Explore More Investment Opportunities

For investors seeking undervalued companies with high fundamental quality, our analytics team provides curated stock lists:

📌 50 Undervalued Stocks (Best overall value plays for 2025)

📌 50 Undervalued Dividend Stocks (For income-focused investors)

📌 50 Undervalued Growth Stocks (High-growth potential with strong fundamentals)

🔍 Check out these stocks on the Value Sense platform for free!



FAQ Section

Q1: How were these stocks selected?
Stocks were chosen using ValueSense’s intrinsic value models, quality ratings, and a focus on strong cash flow, profitability, and sector diversification, ensuring a balanced and data-driven watchlist.

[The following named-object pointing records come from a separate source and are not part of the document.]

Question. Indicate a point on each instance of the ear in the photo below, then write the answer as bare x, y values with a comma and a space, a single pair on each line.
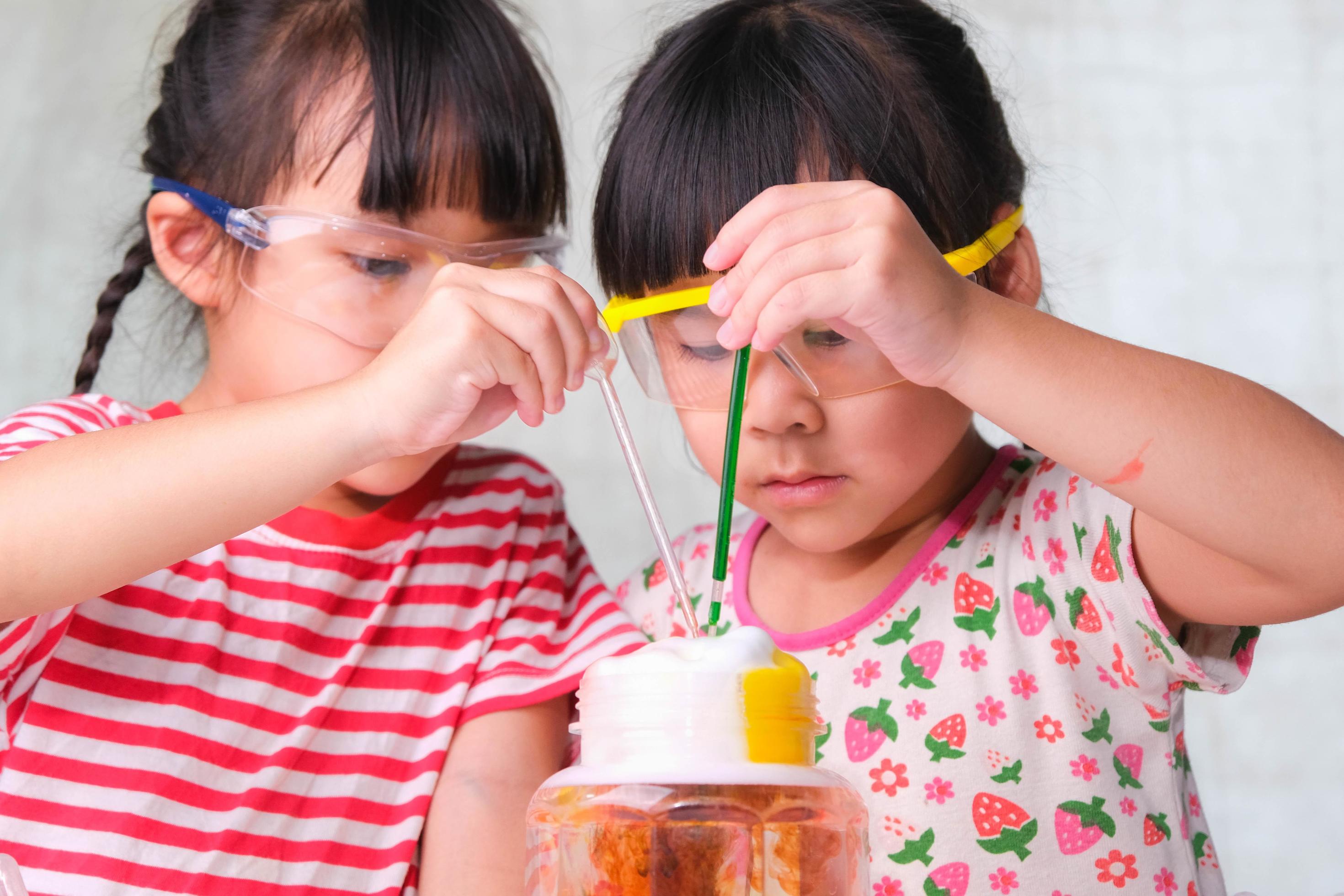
186, 248
1017, 269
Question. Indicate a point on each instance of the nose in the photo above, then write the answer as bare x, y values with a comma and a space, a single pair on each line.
777, 401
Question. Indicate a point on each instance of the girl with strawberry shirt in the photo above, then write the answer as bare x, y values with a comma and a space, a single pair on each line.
288, 635
1003, 639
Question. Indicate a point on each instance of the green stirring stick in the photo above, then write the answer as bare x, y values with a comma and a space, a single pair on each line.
728, 484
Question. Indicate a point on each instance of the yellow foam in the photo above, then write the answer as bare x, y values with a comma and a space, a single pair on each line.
777, 729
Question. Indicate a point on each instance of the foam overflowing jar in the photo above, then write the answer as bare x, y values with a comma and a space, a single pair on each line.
698, 776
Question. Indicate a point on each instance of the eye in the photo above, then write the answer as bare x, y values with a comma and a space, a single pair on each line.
824, 339
709, 354
381, 268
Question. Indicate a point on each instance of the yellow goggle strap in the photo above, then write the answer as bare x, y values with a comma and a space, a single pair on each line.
965, 261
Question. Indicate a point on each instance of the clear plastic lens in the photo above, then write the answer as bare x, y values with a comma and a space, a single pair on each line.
678, 360
361, 281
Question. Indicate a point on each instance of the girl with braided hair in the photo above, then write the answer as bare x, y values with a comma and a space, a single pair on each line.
287, 635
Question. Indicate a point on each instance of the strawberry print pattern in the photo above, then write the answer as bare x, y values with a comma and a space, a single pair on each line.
1011, 703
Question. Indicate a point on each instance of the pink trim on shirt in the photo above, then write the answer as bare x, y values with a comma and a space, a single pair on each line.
887, 598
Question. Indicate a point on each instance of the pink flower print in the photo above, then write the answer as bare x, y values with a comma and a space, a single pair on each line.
1067, 653
887, 887
991, 711
939, 790
1056, 555
1003, 880
867, 673
842, 648
934, 574
1127, 672
1105, 676
974, 657
1024, 684
889, 778
1116, 868
1085, 768
1045, 506
1049, 730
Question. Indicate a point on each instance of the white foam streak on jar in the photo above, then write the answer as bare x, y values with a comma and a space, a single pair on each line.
675, 703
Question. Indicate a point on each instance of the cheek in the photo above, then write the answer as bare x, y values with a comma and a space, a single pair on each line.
900, 437
705, 433
277, 354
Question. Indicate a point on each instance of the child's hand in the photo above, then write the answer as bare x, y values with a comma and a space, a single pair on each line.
847, 253
483, 344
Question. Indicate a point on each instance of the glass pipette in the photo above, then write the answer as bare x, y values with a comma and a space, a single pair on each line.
598, 370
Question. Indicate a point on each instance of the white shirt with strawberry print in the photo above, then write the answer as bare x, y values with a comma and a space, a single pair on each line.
1011, 704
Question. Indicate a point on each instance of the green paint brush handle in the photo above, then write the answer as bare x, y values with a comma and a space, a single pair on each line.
729, 481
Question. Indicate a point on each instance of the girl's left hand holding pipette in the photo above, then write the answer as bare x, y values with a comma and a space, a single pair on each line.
1150, 427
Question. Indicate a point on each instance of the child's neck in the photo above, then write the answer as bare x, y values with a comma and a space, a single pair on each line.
795, 590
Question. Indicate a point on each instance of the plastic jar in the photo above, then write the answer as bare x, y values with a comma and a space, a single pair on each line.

Q2: What's the best stock from this list?
There is no single “best” stock; each offers unique strengths. For example, Gold Fields (GFI) delivered the highest 1-year return, while Unilever (UL) and Ambev (ABEV) stand out for quality and stability. Investors should align choices with their risk tolerance and goals.

Q3: Should I buy all these stocks or diversify?
Diversification is key to managing risk. This watchlist is designed to provide exposure across sectors and geographies, reducing reliance on any single company or industry.

Q4: What are the biggest risks with these picks?
Risks include sector-specific volatility (commodities, homebuilding), currency fluctuations (emerging markets), high debt (Diageo, Unilever), and regulatory or operational challenges in healthcare and mining.

Q5: When is the best time to invest in these stocks?
Optimal timing depends on individual stock valuations, sector cycles, and market conditions. ValueSense’s intrinsic value tools can help identify attractive entry points, but investors should consider long-term horizons and avoid market timing.


This article is for educational purposes only and does not constitute investment advice. For more in-depth analysis and tools, visit ValueSense.